Friday, July 16, 2010

the moronification of men

I find it hard to get worked up about this. Maybe because I'm not a man... but is any man's ego really hurt by being teased about his sex's incompetence in the kitchen or with paper work, or obsession with shed or car, or ignorance about women's toiletries? These are things that most men would agree don't matter much. Picture men as incompetent at work or in the bedroom and I think that damage might be done.

The argument is that men are making these ads and so wounding eachother. I think men are making these ads because they know they appeal to women. Seeing Dad as a moron when it comes to household tasks affirms mum in her position as domestic queen.

What do you think?


  1. Yes, and so, I'm more annoyed about it as a Christian than as a 'secular' person. Society doesn't really need to care about the issue, but we perhaps do...

  2. Ah, Simone, yes, it could be because you're not a man. The issue is about respect - arena is immaterial. The equivalent for us is to be treated as an air-head / incompetent when it comes to ability to drive, use a drill or screwdriver, know what to look for when buying a car or having it serviced...

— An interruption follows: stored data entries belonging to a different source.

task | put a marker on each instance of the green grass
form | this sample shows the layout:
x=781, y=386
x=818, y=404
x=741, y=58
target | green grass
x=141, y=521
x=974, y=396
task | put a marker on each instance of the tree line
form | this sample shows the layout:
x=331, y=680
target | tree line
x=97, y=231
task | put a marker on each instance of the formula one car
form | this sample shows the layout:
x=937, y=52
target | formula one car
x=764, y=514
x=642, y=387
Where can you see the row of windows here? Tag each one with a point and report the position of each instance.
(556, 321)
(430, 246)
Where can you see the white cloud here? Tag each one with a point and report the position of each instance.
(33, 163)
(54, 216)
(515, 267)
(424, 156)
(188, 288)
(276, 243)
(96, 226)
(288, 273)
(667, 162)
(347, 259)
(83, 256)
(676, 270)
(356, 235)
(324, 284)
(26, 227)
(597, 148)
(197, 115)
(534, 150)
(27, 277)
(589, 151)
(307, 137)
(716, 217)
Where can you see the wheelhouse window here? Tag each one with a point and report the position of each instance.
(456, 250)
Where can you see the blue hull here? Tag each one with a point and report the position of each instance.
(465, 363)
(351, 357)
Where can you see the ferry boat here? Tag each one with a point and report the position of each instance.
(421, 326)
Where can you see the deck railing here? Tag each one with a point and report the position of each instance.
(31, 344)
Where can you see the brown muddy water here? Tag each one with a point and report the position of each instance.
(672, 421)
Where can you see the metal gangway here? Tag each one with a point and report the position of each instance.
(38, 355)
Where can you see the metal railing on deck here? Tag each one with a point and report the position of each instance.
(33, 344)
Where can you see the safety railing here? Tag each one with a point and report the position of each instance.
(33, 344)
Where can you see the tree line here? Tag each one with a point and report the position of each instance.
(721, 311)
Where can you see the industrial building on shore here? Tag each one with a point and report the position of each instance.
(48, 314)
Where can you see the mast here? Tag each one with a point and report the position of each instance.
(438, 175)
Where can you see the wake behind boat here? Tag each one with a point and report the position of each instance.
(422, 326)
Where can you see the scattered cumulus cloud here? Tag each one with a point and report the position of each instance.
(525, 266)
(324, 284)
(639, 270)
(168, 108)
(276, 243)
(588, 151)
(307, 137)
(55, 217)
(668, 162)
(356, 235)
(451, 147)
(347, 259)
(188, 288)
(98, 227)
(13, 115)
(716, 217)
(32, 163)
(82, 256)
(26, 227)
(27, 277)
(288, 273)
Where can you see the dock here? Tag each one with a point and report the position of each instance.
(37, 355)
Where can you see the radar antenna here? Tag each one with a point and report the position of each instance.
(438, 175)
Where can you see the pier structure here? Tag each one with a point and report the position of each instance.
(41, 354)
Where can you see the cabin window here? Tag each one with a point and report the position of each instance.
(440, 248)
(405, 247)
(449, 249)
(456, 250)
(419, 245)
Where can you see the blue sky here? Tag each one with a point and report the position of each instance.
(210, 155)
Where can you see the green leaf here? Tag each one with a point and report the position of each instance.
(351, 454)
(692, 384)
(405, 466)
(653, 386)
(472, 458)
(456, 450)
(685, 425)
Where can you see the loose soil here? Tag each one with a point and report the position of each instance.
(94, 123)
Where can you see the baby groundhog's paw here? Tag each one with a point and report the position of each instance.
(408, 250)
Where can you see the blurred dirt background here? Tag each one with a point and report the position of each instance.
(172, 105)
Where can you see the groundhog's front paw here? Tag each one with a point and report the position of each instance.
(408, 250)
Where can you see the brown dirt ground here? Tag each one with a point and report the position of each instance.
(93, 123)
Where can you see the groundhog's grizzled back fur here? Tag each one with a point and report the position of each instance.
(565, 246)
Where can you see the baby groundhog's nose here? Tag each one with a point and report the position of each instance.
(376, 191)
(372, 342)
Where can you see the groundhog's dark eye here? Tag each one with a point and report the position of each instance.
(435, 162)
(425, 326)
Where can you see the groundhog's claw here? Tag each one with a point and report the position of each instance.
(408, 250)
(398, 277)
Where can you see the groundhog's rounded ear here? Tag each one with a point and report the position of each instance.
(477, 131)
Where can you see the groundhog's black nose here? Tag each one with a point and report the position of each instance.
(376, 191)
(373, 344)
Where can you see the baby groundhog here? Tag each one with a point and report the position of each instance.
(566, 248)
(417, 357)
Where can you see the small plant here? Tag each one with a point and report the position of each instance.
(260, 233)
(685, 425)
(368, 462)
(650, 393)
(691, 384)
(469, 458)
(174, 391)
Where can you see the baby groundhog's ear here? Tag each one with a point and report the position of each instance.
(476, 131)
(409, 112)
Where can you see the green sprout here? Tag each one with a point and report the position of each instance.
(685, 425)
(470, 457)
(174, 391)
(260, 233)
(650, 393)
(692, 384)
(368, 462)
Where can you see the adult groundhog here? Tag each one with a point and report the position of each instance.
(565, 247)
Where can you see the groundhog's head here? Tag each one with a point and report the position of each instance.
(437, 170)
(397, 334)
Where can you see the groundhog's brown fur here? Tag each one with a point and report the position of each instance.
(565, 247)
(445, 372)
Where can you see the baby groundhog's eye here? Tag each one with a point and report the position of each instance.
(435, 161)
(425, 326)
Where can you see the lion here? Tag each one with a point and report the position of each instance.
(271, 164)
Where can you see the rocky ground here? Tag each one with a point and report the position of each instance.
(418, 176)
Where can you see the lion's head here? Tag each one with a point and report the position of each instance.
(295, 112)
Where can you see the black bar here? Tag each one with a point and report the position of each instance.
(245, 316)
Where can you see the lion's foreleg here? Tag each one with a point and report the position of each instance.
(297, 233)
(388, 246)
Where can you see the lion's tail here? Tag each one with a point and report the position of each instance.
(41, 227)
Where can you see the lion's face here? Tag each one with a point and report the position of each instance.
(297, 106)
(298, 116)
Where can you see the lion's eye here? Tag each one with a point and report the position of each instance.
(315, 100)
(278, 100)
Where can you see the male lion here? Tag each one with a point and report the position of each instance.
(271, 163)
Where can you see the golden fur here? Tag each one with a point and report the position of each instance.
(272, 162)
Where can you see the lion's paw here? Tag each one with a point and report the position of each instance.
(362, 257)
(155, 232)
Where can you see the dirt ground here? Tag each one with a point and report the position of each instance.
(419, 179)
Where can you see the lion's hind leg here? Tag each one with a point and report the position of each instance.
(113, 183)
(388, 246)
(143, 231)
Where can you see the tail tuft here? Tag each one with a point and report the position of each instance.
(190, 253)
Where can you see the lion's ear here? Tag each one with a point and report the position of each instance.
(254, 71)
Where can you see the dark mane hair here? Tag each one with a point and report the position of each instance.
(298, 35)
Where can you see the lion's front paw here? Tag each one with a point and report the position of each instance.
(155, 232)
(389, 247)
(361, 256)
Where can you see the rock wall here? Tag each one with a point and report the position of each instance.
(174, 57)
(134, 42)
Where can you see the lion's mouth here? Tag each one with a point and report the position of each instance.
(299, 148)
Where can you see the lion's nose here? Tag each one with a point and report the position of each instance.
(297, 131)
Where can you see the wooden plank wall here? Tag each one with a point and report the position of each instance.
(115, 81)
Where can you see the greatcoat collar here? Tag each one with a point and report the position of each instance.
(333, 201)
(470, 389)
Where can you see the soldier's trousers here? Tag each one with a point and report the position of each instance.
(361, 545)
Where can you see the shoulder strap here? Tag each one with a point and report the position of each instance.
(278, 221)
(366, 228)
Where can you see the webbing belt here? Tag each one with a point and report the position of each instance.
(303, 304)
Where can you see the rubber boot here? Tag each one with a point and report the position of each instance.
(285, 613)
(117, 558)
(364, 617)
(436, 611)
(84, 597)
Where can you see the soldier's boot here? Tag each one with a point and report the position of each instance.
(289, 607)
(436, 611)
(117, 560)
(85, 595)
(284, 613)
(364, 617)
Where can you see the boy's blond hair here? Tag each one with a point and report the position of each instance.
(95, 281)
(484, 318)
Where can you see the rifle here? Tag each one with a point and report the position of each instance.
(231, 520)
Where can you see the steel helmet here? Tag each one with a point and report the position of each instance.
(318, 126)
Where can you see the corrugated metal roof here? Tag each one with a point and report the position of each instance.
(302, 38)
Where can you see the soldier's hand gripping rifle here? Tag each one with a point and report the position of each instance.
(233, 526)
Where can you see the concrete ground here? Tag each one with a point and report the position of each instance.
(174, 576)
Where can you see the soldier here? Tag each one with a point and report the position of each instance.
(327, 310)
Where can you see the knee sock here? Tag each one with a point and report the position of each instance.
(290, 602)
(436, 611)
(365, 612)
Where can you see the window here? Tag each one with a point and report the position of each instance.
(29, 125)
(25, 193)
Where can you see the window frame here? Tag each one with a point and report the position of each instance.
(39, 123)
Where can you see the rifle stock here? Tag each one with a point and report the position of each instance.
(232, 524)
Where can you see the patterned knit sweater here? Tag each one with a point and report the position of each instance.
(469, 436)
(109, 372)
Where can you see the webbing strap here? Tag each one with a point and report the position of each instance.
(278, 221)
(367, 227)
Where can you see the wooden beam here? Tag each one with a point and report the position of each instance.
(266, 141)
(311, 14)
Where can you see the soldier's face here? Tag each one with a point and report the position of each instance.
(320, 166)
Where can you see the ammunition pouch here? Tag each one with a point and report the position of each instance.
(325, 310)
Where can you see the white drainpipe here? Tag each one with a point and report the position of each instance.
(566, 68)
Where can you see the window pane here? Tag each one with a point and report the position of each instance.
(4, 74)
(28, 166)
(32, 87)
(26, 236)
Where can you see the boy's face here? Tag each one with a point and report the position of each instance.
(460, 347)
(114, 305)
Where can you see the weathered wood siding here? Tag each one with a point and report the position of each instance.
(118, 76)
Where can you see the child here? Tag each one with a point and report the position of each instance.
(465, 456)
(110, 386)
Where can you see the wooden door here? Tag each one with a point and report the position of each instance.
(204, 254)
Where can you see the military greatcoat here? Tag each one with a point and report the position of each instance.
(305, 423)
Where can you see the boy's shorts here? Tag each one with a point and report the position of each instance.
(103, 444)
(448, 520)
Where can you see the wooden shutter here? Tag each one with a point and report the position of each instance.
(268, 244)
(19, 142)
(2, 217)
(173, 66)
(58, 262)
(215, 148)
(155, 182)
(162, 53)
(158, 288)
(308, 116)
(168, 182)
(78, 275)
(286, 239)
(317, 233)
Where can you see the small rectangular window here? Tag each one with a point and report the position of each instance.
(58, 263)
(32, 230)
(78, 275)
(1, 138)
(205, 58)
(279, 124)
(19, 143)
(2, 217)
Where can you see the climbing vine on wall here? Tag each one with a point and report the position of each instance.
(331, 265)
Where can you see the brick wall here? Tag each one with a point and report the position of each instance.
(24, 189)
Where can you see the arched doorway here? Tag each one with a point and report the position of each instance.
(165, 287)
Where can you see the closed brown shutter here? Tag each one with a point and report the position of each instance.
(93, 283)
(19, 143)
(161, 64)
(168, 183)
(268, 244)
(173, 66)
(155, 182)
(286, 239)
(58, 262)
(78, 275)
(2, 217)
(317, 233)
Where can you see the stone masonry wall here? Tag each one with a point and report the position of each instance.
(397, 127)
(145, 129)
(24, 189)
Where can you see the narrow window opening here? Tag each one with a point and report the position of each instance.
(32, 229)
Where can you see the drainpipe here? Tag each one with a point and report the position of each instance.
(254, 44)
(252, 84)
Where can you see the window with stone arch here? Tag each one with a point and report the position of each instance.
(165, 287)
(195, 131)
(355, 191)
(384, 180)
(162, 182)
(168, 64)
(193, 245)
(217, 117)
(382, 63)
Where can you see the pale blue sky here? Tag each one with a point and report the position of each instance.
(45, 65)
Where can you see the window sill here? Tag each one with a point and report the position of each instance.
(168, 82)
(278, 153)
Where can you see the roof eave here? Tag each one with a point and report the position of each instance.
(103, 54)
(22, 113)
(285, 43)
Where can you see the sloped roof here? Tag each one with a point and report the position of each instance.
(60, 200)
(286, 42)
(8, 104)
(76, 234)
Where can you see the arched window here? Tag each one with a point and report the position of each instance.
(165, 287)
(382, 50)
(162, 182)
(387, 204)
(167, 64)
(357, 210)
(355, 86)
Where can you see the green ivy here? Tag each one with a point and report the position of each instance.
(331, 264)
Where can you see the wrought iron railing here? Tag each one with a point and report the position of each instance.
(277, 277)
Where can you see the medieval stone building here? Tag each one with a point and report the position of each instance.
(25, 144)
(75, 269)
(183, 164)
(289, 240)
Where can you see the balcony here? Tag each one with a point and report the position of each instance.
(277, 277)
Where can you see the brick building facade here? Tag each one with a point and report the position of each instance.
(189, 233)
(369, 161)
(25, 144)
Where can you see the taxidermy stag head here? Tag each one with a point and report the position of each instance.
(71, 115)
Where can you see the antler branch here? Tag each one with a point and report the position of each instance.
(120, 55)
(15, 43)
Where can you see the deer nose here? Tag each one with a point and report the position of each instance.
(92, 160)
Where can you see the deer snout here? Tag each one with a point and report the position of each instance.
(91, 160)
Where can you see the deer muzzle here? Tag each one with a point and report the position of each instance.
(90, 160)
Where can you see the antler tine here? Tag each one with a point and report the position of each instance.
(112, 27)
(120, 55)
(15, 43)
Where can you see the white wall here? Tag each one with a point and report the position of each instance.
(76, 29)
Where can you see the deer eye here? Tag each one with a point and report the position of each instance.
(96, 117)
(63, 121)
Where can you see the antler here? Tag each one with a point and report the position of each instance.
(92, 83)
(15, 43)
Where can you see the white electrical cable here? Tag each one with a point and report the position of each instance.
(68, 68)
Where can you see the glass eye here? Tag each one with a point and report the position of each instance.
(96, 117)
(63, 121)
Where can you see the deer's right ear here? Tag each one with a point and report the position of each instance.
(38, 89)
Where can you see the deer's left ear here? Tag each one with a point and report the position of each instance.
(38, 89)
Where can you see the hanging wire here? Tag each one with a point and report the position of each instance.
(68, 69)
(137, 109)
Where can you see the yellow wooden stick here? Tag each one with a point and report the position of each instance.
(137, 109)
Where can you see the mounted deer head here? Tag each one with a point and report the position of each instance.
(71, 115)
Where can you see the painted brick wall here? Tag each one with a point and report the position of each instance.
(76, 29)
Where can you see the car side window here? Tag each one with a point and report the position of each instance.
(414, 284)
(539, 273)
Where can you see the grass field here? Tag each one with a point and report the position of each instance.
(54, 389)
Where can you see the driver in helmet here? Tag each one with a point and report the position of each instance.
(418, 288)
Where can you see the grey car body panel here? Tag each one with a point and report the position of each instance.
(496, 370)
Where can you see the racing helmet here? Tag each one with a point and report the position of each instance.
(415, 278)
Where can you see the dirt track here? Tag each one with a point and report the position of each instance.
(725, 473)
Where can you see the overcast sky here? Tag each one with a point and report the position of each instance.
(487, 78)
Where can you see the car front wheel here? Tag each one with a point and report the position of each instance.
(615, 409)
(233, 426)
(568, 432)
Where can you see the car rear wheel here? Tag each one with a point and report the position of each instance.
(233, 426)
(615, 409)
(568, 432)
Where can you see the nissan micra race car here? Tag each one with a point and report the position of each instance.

  3. Well, one thought I had was...

    Women are constantly portrayed as sex objects in advertising media....and men are constantly portrayed as idiots in advertising media. Some women don't mind being portrayed as sex objects. Some men don't mind being portrayed as idiots.

    Does this make either portrayal any less demeaning, dangerous or sinful?

  4. And...on your latter point (for a more secular-ish argument)...

    Is it , well, fair that mum should be allowed "her own" sphere in which to excell (and to which male access is either barred or mocked), when feminism dictates that dad no longer has a sphere to call "his own"...(to which female access is either barred or mocked)?

  5. There are two targets - the ads which appeal to women byt making men appear incompetent (like the ads which suggest that buying KFC is the only way for Mum to get out of cooking) and these patronise men. Then there are the ones like the beer ads which are aimed at men, and give us a sense of superiority (we would remember the frying pan) while appealing at the same time to Aussie male self-deprecation. I find the first sort mildiy deflating and the second sort funny, but would be a lot more shattered if someone who actually knew me treated me like that.

  6. What Jon said.

    There is a context to the 'stupid man' thing. And individually each one doesn't hurt much, but there is the whole death of a thousand cuts aspect to it.

  7. Simone, a single ad isn't going to hurt anyone's ego. However, an ongoing pattern of ads with a similar message is a different matter.

    As Laetitia said, if women were portrayed as brainless sex kittens in every ad (which happened a lot in the early days of TV advertising) - that also sends a destructive message, and one I'm sure you are sensitive to as a woman and mother of daughters.